In the decades of proceedings the police case was disbelieved in the most senior arenas. Taylor rejected it in his official inquiry report of August 1989 and severely criticised the police for advancing it. Nevertheless the force tried it again at the first inquest, in 1990-91, of Dr Stefan Popper, the local Sheffield coroner. Popper decided on the day at Hillsborough, after conversations with police officers, that supporters drinking might be a factor, and he ordered blood samples to be taken and tested for alcohol – from all the victims, even the young children. That is a violation that still causes profound outrage.

Popper’s inquest, and its verdict of accidental death, was a miscarriage of justice that devoured families’ lives for 21 years before they finally saw it quashed in 2012. Doing so, the Lord Chief Justice, Igor Judge, said of the police case: “Notwithstanding its falsity the tendency to blame the fans was disappointingly tenacious and it lingered on for many years.”

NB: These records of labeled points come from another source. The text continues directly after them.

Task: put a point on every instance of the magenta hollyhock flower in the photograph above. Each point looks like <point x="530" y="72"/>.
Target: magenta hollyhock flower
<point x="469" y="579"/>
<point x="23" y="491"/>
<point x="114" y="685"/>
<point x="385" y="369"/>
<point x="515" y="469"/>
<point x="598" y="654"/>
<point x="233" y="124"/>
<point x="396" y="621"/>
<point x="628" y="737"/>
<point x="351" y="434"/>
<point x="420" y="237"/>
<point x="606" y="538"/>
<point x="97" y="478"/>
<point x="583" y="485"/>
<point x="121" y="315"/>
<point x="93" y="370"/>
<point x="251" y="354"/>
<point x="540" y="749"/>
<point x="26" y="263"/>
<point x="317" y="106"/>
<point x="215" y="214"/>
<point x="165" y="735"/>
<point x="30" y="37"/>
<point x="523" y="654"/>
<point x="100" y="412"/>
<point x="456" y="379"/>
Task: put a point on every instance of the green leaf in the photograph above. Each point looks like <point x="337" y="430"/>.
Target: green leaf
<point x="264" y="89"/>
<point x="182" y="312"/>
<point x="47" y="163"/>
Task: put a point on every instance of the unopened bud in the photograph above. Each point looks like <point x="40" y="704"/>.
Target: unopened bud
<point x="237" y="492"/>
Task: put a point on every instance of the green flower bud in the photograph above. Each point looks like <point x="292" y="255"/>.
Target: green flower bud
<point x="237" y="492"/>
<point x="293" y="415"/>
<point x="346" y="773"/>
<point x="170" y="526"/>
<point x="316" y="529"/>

At the new, 2014-16 inquests, under the Human Rights Act, the families had “exceptional funding” for their own lawyers for the first time and they demolished the police case. The jury determined that the 97 were unlawfully killed owing to gross negligence manslaughter by Duckenfield. The police advanced their allegations again, and officers were questioned on their statements in exhaustive detail. Video of the scenes outside was played repeatedly, showing how early people arrived, how they conducted themselves, and that congestion built up at the too-few turnstiles from 2:15pm. Asked the question directly, the jury found that the police case was not borne out by the evidence and determined that no behaviour of Liverpool supporters contributed to the disaster.

Kenny Dalglish, Liverpool’s manager in 1989, Ian Rush, a player then, and Susan Black, the club’s communications director, at Anfield’s Hillsborough memorial last Friday, the 33rd anniversary of disaster.
Kenny Dalglish, Liverpool’s manager in 1989, Ian Rush, a player then, and Susan Black, the club’s communications director, at Anfield’s Hillsborough memorial last Friday, the 33rd anniversary of disaster. Photograph: Liverpool FC/Handout/Getty Images

It was another ordeal for the families when the same discredited allegations were nevertheless raised again at Duckenfield’s 2019 prosecution for gross negligence manslaughter, where he was acquitted. The torture of the legal system, apparently approved by the BSB, is that hard-won truths are not preserved; everything is up for grabs again in the next adversarial process. But the inquest verdict is more concrete: unlawful killing is the stated cause of death on official certificates of 97 people. Nobody has challenged it.

So when Goldberg strode out of court after Metcalf’s acquittal, he might have been expected not to trample on that; to restrict his comments, if he had to make any, to Davis’s ruling. Instead he said the Liverpool fans had caused “a riot” at Hillsborough, and he repeated the falsity that the people who came through the gate crushed those who had arrived in the pens early. The terrace’s dangerous condition was such that 30 of those who died had themselves come through the exit gate.

Goldberg said afterwards that he was not disrespecting the inquest, nor repeating or endorsing the police narrative as true. But the BSB cleared Goldberg on the basis that he was entitled to do that anyway, as a matter of free speech. They decided to opine on the disaster themselves, saying the BSB panel had reviewed the past proceedings and police statements and decided that “a reasonable person” acting “in good faith” could still form the view that Goldberg expressed.

The BSB’s position appears to occupy a huge irony. Step out of their self-regulating bubble into a modern football stadium, where fans can now drink far more around matches than they ever did in the basic facilities of the 1980s. Some fans for whom football is a vehicle for poisonous tribalism perpetuate in toxic chants the original police lies and their dissemination by the Sun. By lending legitimacy to old, discredited accusations of misbehaviour, the BSB appears to have aligned itself with those who misbehave now.

Ten more years have passed since the Lord Chief Justice said the false police case was “disappointingly tenacious”. Everybody should know better by now.